Abstract
Objective. To assess trends in cardiovascular (CV) mortality in patients with incident rheumatoid arthritis (RA) in 2000–07 versus the previous decades, compared with non-RA subjects.
Methods. The study population consisted of Olmsted County, Minnesota, USA residents with incident RA (age ≥ 18 yrs, 1987 American College of Rheumatology criteria was met in 1980–2007) and non-RA subjects from the same underlying population with similar age, sex, and calendar year of index. All subjects were followed until death, migration, or December 31, 2014. Followup was truncated for comparability. Aalen-Johansen methods were used to estimate CV mortality rates, adjusting for competing risk of other causes. Cox proportional hazards models were used to compare CV mortality by decade.

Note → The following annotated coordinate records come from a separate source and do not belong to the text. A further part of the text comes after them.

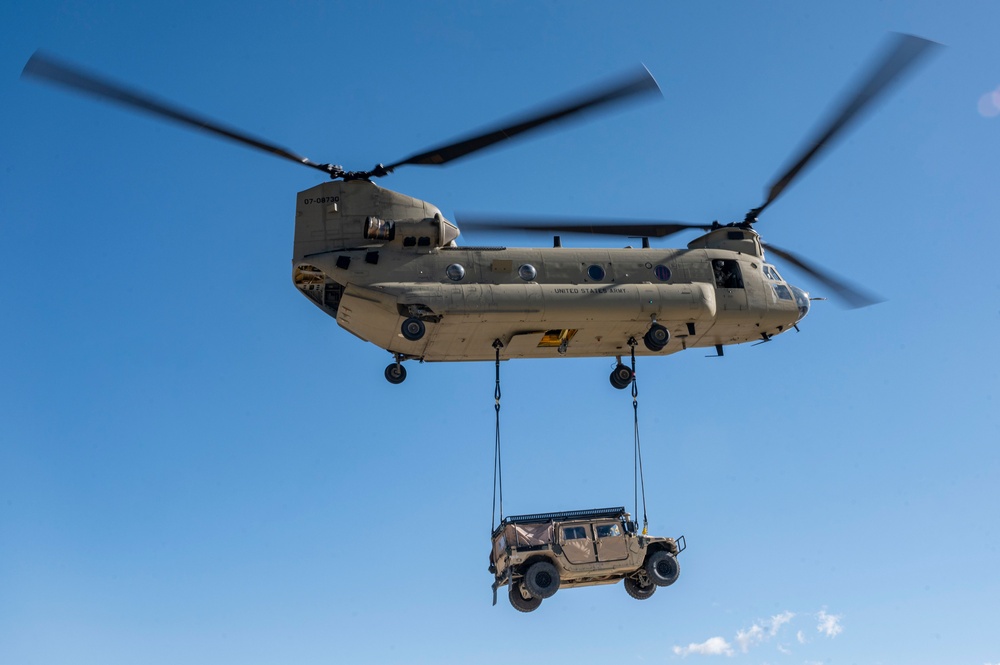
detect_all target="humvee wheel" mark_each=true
[524,561,559,598]
[385,363,406,384]
[611,364,632,390]
[507,582,542,612]
[642,323,670,353]
[625,577,656,600]
[646,550,681,586]
[400,316,425,342]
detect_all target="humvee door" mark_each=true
[559,524,597,563]
[594,522,628,561]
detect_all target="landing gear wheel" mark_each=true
[401,316,425,342]
[507,582,542,612]
[385,363,406,385]
[642,323,670,353]
[625,577,656,600]
[646,550,681,586]
[524,561,559,599]
[611,363,632,390]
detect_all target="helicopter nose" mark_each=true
[789,284,809,323]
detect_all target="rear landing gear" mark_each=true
[610,362,632,390]
[400,316,426,342]
[642,323,670,353]
[385,353,406,384]
[385,363,406,384]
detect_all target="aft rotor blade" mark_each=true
[456,214,712,238]
[385,67,660,171]
[750,34,940,221]
[761,243,883,308]
[21,51,336,173]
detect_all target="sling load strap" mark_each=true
[632,337,649,536]
[490,339,503,534]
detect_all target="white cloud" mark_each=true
[816,610,844,637]
[674,637,734,656]
[736,612,795,653]
[736,624,764,653]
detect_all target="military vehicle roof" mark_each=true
[502,506,626,524]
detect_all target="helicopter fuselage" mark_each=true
[293,181,809,362]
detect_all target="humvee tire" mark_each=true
[507,582,542,612]
[524,561,559,598]
[646,550,681,586]
[625,577,656,600]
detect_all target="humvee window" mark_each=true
[597,524,622,538]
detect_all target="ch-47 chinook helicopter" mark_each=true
[24,35,933,388]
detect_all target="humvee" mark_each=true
[490,508,686,612]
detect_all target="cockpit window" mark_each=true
[712,259,743,289]
[771,284,792,300]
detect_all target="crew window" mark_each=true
[597,524,622,538]
[712,259,743,289]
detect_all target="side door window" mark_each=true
[559,524,597,563]
[594,522,628,561]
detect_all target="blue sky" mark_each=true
[0,0,1000,665]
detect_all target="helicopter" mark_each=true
[22,35,936,389]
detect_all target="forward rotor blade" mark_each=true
[761,243,883,309]
[751,34,940,217]
[385,67,660,171]
[456,214,712,238]
[21,51,336,173]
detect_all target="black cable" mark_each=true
[490,339,503,533]
[628,338,649,534]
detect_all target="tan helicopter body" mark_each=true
[293,180,809,376]
[23,35,933,388]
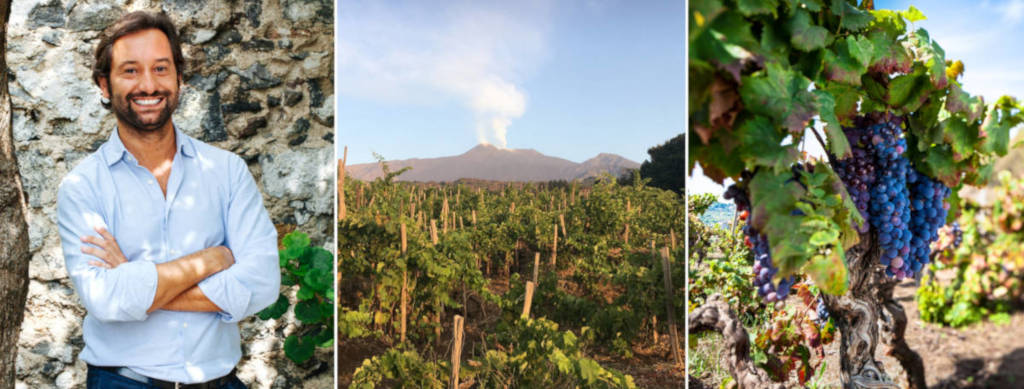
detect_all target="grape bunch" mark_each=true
[835,115,950,279]
[907,170,950,272]
[724,184,797,303]
[814,296,828,329]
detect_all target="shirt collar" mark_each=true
[100,126,196,166]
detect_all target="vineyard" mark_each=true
[687,0,1024,388]
[337,171,686,388]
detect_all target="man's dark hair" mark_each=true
[92,11,185,109]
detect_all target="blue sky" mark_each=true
[335,0,686,164]
[687,0,1024,196]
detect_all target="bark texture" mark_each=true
[0,0,31,389]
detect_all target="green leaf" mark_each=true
[285,334,316,364]
[790,9,828,51]
[886,74,932,112]
[295,300,322,323]
[814,90,851,160]
[295,286,316,301]
[803,251,849,296]
[739,62,817,134]
[256,294,290,320]
[900,5,928,23]
[736,0,778,16]
[831,0,874,31]
[302,268,334,291]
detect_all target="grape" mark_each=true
[725,184,802,303]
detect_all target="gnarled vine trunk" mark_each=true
[689,233,926,389]
[0,0,30,389]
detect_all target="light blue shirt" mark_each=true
[57,129,281,383]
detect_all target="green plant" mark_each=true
[258,231,334,363]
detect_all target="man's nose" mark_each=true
[138,71,157,94]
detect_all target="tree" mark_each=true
[0,0,31,389]
[640,134,686,193]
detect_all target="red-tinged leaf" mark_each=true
[788,9,828,51]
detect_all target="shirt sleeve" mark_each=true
[199,157,281,322]
[57,172,157,321]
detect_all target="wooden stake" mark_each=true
[534,252,541,284]
[522,280,537,318]
[449,314,465,389]
[337,146,348,220]
[430,219,437,245]
[662,247,683,365]
[551,224,558,267]
[400,224,409,343]
[558,214,569,237]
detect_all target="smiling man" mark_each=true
[57,12,281,389]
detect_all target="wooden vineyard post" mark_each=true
[449,314,465,389]
[430,219,437,245]
[662,247,683,365]
[551,224,558,267]
[337,146,348,220]
[558,214,569,237]
[521,280,537,318]
[400,223,409,343]
[534,252,541,284]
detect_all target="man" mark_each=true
[57,12,281,388]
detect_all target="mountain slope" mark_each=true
[345,144,640,182]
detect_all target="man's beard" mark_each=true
[111,84,178,132]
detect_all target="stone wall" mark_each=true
[7,0,335,388]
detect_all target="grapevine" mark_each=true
[688,0,1024,388]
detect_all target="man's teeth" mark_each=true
[134,98,160,105]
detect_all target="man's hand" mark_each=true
[82,226,127,269]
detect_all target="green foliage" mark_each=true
[640,134,686,193]
[257,231,334,363]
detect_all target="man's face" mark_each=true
[99,29,179,132]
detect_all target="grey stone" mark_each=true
[230,63,281,90]
[245,0,263,27]
[242,39,273,51]
[17,149,57,208]
[220,101,263,114]
[68,3,124,32]
[201,92,227,142]
[306,79,324,106]
[40,30,63,46]
[29,0,67,28]
[285,90,302,106]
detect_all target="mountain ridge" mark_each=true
[345,144,640,182]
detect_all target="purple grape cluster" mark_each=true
[903,169,959,273]
[724,184,797,303]
[836,127,874,233]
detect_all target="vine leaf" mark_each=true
[814,90,851,160]
[790,9,828,51]
[736,0,778,16]
[831,0,874,31]
[739,62,816,134]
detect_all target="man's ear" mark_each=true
[97,76,111,99]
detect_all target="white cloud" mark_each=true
[335,2,550,147]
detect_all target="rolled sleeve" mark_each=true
[57,174,158,321]
[199,154,281,322]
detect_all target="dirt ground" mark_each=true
[690,282,1024,389]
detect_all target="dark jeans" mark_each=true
[85,366,246,389]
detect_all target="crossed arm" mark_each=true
[82,227,234,313]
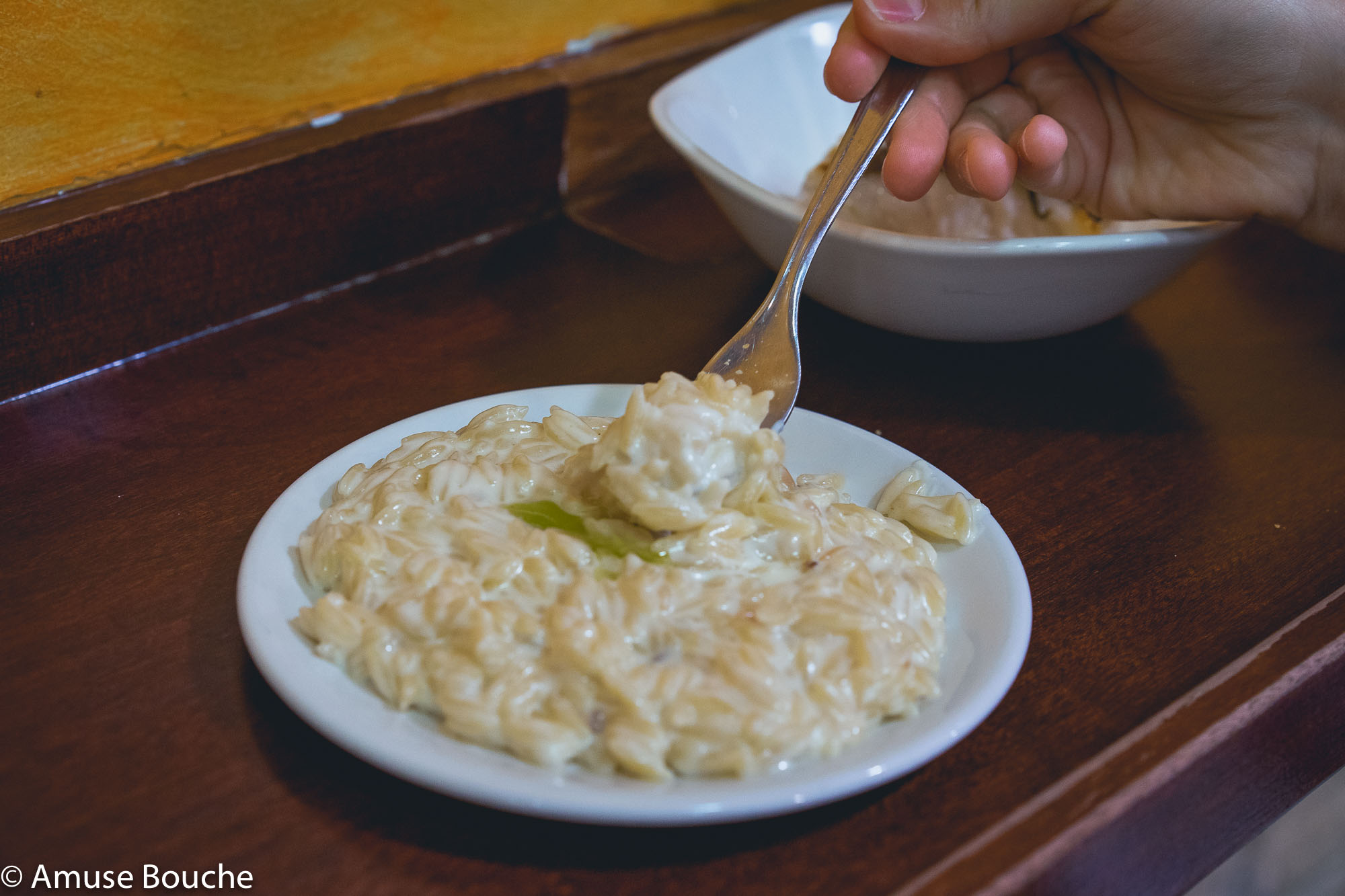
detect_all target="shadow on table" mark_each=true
[242,661,901,869]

Results. The study included 813 patients with RA and 813 non-RA subjects (mean age 55.9 yrs; 68% women for both groups). Patients with incident RA in 2000–07 had markedly lower 10-year overall CV mortality (2.7%, 95% CI 0.6–4.9%) and coronary heart disease (CHD) mortality (1.1%, 95% CI 0.0–2.7%) than patients diagnosed in 1990–99 (7.1%, 95% CI 3.9–10.1% and 4.5%, 95% CI 1.9–7.1%, respectively; HR for overall CV death: 0.43, 95% CI 0.19–0.94; CHD death: HR 0.21, 95% CI 0.05–0.95). This improvement in CV mortality persisted after accounting for CV risk factors. Ten-year overall CV mortality and CHD mortality in 2000–07 RA incidence cohort was similar to non-RA subjects (p = 0.95 and p = 0.79, respectively).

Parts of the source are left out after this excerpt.